Since the pilot is going well so far, I decided to start looking for a
permanent ltsp server so we don't have to rely on the AV PC. I found a
place to buy some very impressive looking refurbished blade servers
for next to nothing, and I'd like a little advice:

http://www.geeks.com/products_sc.asp?cat=821

The one I have my eye on is an IBM 1U blade with two 2.4GHz Opterons,
4G RAM, and a single 73G Ultra320 SCSI drive:

http://www.geeks.com/details.asp?invtid=E326-R&cat=SYS

Actually, I'd be looking at some of those no-names.  Monarch used to
make a good server before they finally bit the economic dust.  Just
about all of the no-names are going to use standard
components--Tyan/Supermicro motherboards, Maxtor/WesternDigital/Seagate
hard disks, and so on.  The "tier 1" manufacturers roll their own mobos,
and thus their boxes can be a royal PITA to upgrade down the road. Monarch boxes, for example, use Tyan mobos, as do those from Penguin
Computing.

Amen!  I just tried to repair a broken Dell 5150 desktop.  The
motherboard went bad.  I was about to replace it when I realized that
the expansion slots are on the opposite side of the board than every
other board I've seen.  So I had to buy a Dell board or nothing.  All
they had was a refurbished unit for $300.  It takes a P4 chip and has 2
SATA ports.  It's obviously not worth $300, so the computer is junk now.

Don't worry so much about CPU clock speed.

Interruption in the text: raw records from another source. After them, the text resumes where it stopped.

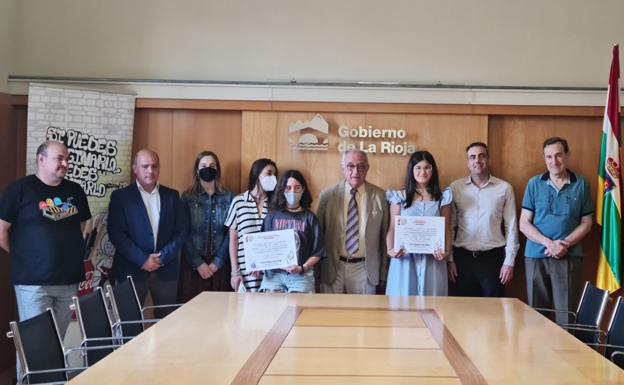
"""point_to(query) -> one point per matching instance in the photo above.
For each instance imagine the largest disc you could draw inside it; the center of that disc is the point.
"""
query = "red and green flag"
(609, 197)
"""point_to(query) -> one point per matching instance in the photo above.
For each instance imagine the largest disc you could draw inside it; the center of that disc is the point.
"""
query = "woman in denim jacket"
(206, 247)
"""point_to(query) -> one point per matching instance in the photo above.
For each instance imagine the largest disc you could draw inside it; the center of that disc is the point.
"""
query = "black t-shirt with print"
(47, 246)
(309, 238)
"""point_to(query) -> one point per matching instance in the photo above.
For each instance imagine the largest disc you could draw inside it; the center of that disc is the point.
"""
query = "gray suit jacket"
(331, 217)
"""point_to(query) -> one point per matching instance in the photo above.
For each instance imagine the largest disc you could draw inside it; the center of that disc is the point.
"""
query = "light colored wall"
(479, 42)
(7, 36)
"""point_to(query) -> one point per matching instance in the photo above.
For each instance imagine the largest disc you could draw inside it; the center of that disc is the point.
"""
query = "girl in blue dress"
(419, 274)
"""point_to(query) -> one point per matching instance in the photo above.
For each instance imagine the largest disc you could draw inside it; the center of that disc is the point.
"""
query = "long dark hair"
(433, 187)
(278, 202)
(195, 189)
(254, 173)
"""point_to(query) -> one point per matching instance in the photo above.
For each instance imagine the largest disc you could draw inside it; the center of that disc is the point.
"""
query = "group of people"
(343, 248)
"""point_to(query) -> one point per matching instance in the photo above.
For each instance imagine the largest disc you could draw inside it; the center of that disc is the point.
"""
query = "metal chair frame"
(605, 336)
(117, 323)
(591, 328)
(114, 341)
(15, 334)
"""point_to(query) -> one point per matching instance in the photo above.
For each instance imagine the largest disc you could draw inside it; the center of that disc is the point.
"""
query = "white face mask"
(268, 183)
(292, 198)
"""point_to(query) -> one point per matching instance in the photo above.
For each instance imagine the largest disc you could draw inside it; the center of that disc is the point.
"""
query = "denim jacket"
(207, 212)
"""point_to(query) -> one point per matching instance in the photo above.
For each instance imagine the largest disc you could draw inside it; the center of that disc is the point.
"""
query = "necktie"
(353, 226)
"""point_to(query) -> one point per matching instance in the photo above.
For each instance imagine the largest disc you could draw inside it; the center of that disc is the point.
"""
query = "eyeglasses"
(361, 167)
(296, 188)
(425, 168)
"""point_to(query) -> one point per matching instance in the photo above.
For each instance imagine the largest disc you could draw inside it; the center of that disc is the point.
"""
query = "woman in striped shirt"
(246, 215)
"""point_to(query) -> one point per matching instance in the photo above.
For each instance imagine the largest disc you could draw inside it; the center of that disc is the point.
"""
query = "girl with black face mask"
(290, 209)
(205, 252)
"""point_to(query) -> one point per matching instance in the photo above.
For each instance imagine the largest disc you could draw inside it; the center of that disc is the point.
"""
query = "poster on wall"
(96, 127)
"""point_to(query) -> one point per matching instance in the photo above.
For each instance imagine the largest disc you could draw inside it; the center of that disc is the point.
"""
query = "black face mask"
(207, 174)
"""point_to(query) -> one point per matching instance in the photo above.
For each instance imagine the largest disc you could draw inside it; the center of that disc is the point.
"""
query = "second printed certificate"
(270, 250)
(418, 235)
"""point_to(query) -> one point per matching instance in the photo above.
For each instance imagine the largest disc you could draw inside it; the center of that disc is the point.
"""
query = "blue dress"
(418, 274)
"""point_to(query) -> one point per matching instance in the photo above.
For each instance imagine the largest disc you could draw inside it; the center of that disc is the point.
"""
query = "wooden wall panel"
(516, 152)
(265, 134)
(217, 131)
(258, 140)
(153, 129)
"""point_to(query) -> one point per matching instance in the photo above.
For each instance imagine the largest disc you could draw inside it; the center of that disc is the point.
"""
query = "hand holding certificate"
(419, 235)
(270, 250)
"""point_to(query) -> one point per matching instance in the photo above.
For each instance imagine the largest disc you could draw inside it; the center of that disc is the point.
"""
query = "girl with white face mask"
(245, 216)
(290, 209)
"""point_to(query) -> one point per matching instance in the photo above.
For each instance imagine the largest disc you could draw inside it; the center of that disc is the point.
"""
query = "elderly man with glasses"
(353, 215)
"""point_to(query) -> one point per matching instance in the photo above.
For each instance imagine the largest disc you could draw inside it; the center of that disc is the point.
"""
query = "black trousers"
(478, 272)
(163, 292)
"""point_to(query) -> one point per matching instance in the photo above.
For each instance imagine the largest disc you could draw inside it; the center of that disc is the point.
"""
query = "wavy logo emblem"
(309, 135)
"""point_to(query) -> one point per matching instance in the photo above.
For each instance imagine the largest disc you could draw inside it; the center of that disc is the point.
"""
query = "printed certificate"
(419, 235)
(270, 250)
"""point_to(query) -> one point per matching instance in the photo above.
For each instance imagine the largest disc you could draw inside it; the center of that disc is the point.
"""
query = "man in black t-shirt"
(41, 221)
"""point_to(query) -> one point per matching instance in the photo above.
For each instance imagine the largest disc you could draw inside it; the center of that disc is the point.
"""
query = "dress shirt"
(360, 199)
(480, 213)
(152, 205)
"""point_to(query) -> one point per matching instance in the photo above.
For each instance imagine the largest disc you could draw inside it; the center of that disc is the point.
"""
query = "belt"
(482, 253)
(351, 259)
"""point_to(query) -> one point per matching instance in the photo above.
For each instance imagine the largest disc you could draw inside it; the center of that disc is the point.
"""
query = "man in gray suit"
(353, 215)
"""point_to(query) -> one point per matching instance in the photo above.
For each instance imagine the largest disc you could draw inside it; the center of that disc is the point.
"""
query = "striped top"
(243, 217)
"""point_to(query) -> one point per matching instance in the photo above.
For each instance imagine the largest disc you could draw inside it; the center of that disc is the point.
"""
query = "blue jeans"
(280, 281)
(33, 300)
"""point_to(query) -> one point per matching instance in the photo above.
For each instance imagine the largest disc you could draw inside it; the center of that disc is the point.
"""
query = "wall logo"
(309, 135)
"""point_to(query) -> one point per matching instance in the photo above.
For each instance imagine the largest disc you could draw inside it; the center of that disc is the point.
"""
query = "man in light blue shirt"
(556, 215)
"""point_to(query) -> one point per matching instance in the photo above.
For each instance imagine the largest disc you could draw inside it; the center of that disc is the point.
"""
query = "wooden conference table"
(222, 338)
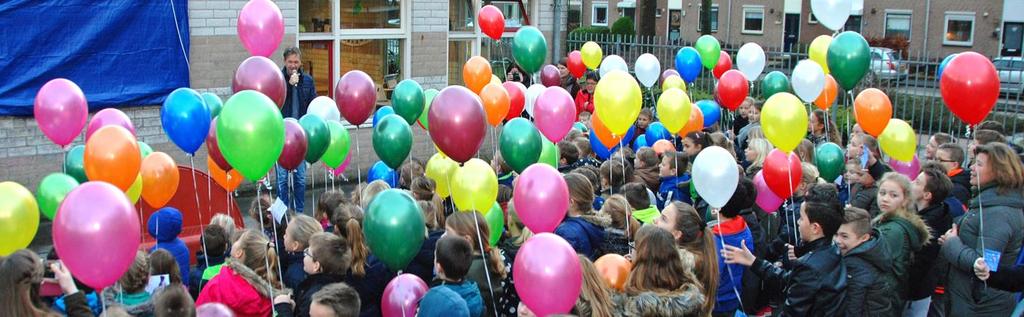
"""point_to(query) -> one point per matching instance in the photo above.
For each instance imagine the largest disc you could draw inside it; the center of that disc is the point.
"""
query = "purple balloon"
(60, 110)
(458, 123)
(547, 274)
(401, 296)
(356, 96)
(96, 233)
(260, 74)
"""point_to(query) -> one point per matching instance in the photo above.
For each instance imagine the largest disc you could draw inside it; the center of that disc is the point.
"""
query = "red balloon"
(782, 173)
(260, 74)
(724, 64)
(970, 86)
(458, 123)
(732, 89)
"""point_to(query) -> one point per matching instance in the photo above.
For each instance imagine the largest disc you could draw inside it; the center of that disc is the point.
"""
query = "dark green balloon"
(408, 100)
(848, 58)
(317, 136)
(394, 228)
(392, 140)
(828, 160)
(773, 83)
(520, 143)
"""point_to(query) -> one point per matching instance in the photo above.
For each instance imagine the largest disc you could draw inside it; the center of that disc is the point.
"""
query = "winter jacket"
(870, 281)
(1003, 233)
(816, 284)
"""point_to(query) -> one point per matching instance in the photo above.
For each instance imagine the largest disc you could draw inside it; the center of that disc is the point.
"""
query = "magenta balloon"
(109, 117)
(554, 112)
(60, 110)
(401, 296)
(541, 197)
(458, 123)
(96, 233)
(547, 274)
(261, 27)
(260, 74)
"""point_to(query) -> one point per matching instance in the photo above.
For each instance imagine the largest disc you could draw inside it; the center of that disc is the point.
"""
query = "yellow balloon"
(819, 50)
(784, 121)
(674, 109)
(898, 140)
(441, 169)
(18, 217)
(474, 186)
(616, 100)
(592, 54)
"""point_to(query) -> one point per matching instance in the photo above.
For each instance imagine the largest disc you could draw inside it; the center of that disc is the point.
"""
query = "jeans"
(294, 195)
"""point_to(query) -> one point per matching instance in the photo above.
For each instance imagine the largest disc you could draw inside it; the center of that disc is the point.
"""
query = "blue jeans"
(298, 186)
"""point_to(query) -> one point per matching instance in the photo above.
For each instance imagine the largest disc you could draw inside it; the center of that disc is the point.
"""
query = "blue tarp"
(121, 53)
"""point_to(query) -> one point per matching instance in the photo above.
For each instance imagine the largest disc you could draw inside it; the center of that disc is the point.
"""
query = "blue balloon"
(688, 63)
(185, 119)
(380, 171)
(711, 110)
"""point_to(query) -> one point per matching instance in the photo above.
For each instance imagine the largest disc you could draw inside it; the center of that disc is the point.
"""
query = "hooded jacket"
(1004, 220)
(165, 225)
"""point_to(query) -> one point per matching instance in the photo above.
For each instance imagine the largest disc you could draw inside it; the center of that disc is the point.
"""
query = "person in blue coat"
(165, 225)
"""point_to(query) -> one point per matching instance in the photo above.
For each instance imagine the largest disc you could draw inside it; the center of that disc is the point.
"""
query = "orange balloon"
(827, 96)
(872, 109)
(476, 74)
(160, 179)
(496, 102)
(112, 155)
(614, 269)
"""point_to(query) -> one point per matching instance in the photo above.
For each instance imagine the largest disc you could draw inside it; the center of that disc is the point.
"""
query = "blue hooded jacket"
(165, 225)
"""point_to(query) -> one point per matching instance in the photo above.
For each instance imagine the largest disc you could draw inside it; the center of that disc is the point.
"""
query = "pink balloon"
(541, 197)
(260, 74)
(458, 123)
(554, 112)
(60, 110)
(96, 233)
(547, 274)
(261, 27)
(767, 199)
(401, 296)
(109, 117)
(356, 96)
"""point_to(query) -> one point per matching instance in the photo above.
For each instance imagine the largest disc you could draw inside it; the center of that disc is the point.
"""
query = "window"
(898, 25)
(754, 19)
(960, 29)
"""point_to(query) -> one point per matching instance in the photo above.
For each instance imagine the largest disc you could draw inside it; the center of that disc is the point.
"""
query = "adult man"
(301, 91)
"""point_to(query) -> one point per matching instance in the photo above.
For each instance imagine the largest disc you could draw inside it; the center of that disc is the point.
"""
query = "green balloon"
(529, 48)
(251, 133)
(408, 100)
(848, 58)
(773, 83)
(520, 143)
(709, 49)
(317, 136)
(828, 160)
(75, 163)
(338, 146)
(392, 140)
(394, 228)
(52, 190)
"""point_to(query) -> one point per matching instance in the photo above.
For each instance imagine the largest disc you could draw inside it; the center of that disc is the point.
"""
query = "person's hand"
(734, 255)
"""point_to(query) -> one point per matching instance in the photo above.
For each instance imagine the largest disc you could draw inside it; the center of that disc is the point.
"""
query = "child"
(870, 283)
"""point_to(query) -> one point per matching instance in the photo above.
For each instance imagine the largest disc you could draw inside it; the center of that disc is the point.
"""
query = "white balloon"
(715, 175)
(648, 69)
(751, 60)
(325, 107)
(612, 62)
(808, 80)
(832, 13)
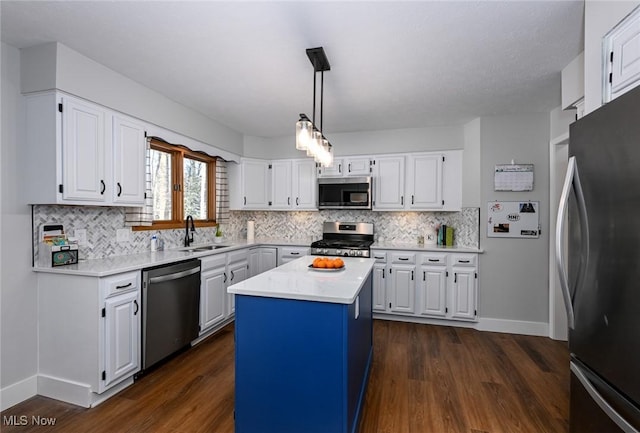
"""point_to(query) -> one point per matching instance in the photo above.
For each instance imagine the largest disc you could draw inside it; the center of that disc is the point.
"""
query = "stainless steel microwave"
(344, 192)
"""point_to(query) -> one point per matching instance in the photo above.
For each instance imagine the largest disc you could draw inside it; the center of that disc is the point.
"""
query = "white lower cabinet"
(379, 281)
(261, 259)
(432, 288)
(122, 336)
(286, 254)
(464, 287)
(89, 335)
(430, 285)
(402, 288)
(218, 272)
(213, 291)
(238, 267)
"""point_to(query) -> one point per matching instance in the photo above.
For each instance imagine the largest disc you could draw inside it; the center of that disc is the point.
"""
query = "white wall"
(514, 272)
(362, 143)
(18, 294)
(83, 77)
(471, 164)
(599, 18)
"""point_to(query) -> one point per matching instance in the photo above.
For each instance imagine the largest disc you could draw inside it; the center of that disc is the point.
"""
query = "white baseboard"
(18, 392)
(71, 392)
(540, 329)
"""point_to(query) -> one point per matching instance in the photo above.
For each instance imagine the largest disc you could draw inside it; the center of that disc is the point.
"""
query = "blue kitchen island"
(304, 344)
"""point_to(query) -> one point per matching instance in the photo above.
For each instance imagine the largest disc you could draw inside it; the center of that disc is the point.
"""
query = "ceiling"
(393, 64)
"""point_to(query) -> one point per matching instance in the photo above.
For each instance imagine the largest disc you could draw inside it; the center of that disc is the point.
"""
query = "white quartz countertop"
(134, 262)
(295, 280)
(408, 246)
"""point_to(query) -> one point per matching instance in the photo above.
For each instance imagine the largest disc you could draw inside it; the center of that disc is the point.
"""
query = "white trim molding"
(18, 392)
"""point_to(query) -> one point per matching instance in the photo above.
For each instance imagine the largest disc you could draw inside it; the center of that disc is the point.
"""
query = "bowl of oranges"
(326, 264)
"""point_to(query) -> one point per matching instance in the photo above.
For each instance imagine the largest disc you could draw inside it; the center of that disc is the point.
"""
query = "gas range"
(344, 239)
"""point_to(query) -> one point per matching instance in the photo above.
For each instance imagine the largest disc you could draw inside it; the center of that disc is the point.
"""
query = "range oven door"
(344, 193)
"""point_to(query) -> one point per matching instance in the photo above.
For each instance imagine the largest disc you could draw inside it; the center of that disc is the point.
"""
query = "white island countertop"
(295, 280)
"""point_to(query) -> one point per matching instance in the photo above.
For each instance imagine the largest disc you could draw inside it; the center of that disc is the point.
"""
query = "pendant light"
(308, 137)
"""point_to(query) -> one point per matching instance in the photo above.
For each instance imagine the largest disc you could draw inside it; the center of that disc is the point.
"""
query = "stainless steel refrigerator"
(599, 215)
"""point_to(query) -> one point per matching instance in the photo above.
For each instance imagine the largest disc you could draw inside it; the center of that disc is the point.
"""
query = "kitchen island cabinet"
(304, 344)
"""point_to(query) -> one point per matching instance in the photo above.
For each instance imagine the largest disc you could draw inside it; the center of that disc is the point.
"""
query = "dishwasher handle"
(174, 276)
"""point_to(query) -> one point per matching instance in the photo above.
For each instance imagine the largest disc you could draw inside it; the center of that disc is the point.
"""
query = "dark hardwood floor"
(424, 379)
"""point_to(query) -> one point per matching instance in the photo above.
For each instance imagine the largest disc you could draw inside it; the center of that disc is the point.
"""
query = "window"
(183, 184)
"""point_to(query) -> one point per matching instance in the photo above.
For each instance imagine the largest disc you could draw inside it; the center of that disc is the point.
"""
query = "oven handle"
(174, 276)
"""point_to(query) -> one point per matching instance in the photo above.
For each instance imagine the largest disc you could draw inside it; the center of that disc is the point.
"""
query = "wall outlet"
(81, 236)
(122, 235)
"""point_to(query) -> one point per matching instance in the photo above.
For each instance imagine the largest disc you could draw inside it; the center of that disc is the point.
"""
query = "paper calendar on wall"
(513, 219)
(513, 177)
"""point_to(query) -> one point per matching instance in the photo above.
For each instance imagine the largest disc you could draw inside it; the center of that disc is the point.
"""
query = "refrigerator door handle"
(601, 401)
(572, 181)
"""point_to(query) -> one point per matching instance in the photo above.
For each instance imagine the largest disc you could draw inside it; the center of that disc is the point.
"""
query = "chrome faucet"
(188, 239)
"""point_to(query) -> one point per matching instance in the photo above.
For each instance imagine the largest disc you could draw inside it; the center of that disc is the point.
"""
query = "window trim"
(178, 153)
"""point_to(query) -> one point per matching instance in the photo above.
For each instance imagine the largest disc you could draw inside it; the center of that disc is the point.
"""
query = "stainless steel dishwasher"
(170, 309)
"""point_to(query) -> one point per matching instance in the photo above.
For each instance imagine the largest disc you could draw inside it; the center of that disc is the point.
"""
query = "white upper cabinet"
(334, 171)
(281, 197)
(129, 155)
(418, 181)
(282, 184)
(305, 185)
(357, 166)
(622, 53)
(347, 166)
(255, 183)
(85, 154)
(424, 181)
(388, 183)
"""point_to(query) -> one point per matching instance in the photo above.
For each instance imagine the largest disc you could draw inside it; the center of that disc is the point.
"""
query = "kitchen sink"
(202, 248)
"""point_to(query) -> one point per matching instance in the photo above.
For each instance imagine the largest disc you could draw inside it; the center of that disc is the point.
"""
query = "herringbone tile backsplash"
(102, 224)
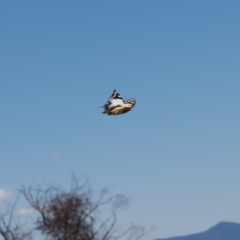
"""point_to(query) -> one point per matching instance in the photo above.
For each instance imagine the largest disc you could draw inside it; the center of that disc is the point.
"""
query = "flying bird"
(116, 105)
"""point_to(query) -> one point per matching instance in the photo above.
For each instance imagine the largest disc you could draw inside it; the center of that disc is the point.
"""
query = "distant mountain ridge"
(222, 231)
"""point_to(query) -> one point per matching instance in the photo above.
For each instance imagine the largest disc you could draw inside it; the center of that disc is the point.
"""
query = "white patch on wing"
(115, 102)
(116, 105)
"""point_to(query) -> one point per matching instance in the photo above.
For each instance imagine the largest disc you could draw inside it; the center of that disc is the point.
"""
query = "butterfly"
(116, 105)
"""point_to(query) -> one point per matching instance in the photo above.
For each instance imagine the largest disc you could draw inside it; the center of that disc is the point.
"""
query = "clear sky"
(176, 155)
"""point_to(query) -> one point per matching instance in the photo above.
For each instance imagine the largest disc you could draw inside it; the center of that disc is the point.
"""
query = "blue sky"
(176, 154)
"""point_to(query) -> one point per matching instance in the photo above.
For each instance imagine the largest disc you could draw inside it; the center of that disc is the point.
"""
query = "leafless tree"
(75, 214)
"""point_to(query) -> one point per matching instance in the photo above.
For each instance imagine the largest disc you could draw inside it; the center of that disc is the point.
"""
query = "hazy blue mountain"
(222, 231)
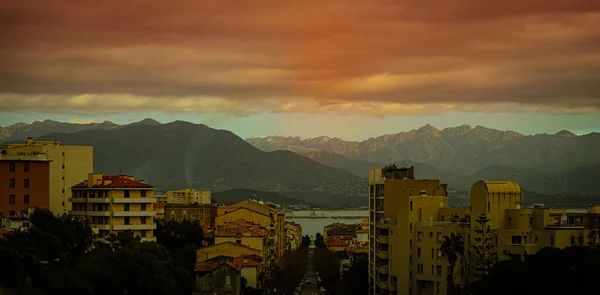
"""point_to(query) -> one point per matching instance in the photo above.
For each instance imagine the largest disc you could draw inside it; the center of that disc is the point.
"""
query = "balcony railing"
(89, 200)
(134, 200)
(90, 213)
(134, 213)
(383, 269)
(383, 254)
(383, 240)
(134, 227)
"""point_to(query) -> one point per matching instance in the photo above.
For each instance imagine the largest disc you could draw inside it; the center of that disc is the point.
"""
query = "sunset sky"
(348, 68)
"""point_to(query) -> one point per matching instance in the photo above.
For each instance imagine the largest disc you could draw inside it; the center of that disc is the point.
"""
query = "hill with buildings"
(182, 154)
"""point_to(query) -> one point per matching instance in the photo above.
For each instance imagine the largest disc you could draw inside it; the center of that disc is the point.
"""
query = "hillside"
(182, 154)
(21, 131)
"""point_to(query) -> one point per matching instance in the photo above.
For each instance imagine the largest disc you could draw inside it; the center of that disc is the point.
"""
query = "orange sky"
(373, 58)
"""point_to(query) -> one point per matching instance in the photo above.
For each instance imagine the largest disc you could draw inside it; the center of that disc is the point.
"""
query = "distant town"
(59, 217)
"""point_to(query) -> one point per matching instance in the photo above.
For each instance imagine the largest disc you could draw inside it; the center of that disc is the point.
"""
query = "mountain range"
(548, 163)
(326, 170)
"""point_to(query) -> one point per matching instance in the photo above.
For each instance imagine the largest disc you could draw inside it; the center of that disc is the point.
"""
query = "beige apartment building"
(68, 166)
(188, 196)
(409, 222)
(115, 203)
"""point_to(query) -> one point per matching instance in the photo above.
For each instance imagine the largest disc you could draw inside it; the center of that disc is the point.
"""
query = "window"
(516, 240)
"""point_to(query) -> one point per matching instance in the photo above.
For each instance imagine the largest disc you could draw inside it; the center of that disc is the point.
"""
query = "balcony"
(521, 248)
(383, 285)
(383, 254)
(134, 200)
(383, 240)
(134, 227)
(90, 213)
(133, 213)
(383, 269)
(89, 200)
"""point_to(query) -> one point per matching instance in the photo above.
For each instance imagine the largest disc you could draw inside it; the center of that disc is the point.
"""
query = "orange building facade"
(24, 183)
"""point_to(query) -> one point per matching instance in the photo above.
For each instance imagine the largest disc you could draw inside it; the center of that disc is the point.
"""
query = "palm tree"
(452, 248)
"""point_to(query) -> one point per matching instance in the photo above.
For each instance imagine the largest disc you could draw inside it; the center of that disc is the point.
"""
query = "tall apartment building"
(188, 196)
(114, 204)
(410, 221)
(68, 166)
(25, 183)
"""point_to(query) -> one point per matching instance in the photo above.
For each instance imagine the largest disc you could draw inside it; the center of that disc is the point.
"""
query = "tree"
(484, 254)
(453, 248)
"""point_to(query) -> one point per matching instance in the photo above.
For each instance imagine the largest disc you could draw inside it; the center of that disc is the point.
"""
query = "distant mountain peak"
(147, 121)
(565, 133)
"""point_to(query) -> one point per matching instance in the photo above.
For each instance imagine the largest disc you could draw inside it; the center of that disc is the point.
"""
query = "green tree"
(483, 248)
(452, 248)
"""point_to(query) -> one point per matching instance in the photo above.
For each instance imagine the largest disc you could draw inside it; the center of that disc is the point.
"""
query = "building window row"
(12, 199)
(12, 167)
(12, 183)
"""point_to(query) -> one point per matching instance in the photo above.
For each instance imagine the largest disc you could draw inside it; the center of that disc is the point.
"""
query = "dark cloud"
(334, 55)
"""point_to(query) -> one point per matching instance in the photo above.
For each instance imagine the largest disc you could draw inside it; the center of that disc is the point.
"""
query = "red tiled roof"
(230, 243)
(116, 181)
(240, 261)
(212, 264)
(241, 226)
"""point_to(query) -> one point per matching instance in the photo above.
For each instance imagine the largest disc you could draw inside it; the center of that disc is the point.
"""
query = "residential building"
(409, 221)
(115, 203)
(247, 233)
(68, 166)
(160, 211)
(205, 214)
(216, 276)
(229, 249)
(188, 196)
(277, 228)
(25, 183)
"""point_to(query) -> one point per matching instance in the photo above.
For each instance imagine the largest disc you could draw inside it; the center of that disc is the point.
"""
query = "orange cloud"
(365, 57)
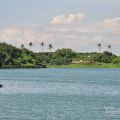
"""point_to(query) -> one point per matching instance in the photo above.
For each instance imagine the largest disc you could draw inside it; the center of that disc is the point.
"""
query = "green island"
(12, 57)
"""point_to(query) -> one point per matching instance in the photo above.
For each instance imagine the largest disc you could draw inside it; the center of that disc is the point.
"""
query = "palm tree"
(42, 45)
(109, 47)
(22, 46)
(99, 47)
(50, 47)
(30, 44)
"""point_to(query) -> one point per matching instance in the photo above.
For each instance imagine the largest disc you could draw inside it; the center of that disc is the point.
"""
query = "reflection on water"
(59, 94)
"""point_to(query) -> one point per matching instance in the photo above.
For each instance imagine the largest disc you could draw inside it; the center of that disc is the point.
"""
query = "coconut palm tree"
(109, 47)
(30, 44)
(99, 47)
(50, 47)
(42, 44)
(22, 46)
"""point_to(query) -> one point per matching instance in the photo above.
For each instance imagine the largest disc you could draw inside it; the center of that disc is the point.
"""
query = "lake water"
(60, 94)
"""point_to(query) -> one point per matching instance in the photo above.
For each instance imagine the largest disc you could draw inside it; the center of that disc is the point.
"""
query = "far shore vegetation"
(12, 57)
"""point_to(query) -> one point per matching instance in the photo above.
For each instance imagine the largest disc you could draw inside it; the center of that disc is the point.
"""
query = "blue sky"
(76, 24)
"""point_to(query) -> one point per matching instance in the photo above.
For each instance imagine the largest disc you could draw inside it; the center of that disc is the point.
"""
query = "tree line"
(11, 56)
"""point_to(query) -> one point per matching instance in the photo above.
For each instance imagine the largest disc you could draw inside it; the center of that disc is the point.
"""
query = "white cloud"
(112, 22)
(71, 18)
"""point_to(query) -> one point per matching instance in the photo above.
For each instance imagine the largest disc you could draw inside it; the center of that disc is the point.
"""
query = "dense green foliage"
(11, 56)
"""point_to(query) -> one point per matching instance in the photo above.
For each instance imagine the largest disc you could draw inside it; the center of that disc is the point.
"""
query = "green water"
(60, 94)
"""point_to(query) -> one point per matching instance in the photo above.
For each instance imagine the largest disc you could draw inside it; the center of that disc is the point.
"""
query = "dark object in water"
(1, 85)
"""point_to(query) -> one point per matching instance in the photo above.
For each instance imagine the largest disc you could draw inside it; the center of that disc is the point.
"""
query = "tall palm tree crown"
(109, 47)
(50, 47)
(30, 44)
(22, 46)
(42, 45)
(99, 46)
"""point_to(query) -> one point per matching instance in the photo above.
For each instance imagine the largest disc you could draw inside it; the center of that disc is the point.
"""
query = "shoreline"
(98, 65)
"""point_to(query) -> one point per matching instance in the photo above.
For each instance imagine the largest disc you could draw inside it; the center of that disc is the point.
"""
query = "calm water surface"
(60, 94)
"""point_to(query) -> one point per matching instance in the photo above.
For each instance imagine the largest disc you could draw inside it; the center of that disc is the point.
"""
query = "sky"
(76, 24)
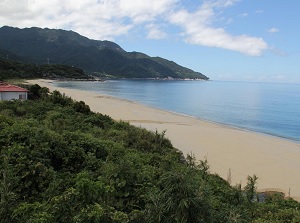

The bigger deal is DRAM. For your projected load, any CPU's that are 1.6GHz or faster are going
to do a mighty fine job.  I did it with dual 1.47GHz Athlon MP's several
years ago for 25 seats.  But I did it with 4GB DRAM!

I could go with a bigger drive if I went with a no-name blade, and it
would be SATA instead of SCSI.  SATA is nice because I can get more
capacity cheap, but SCSI just seems so much better.
SCSI is definitely better.  But you will pay for that, big time.  I've
found SATA to be quite a good compromise between bucks/GB and
performance, so SATA would be my recommendation.  Now, if it were PATA
vs SCSI, then I'd say SCSI all the way.

Personally I'd go with SATA.  I have a desktop machine acting as an LTSP
server.  It's got a dual core AMD 5000+ with 2x SATA drives in software
RAID 1.  It serves 11 Gnome sessions and 7 RDP sessions.  It did this
with 2GB of RAM until recently, when I upgraded to 4GB just because it
was cheap.  My users run basic office apps.

-Rob
********************************************************
I second (or is it third?) the idea of choosing SATA. Use the savings to buy a second drive to mirror (RAID 1). It will probably still be cheaper than SCSI.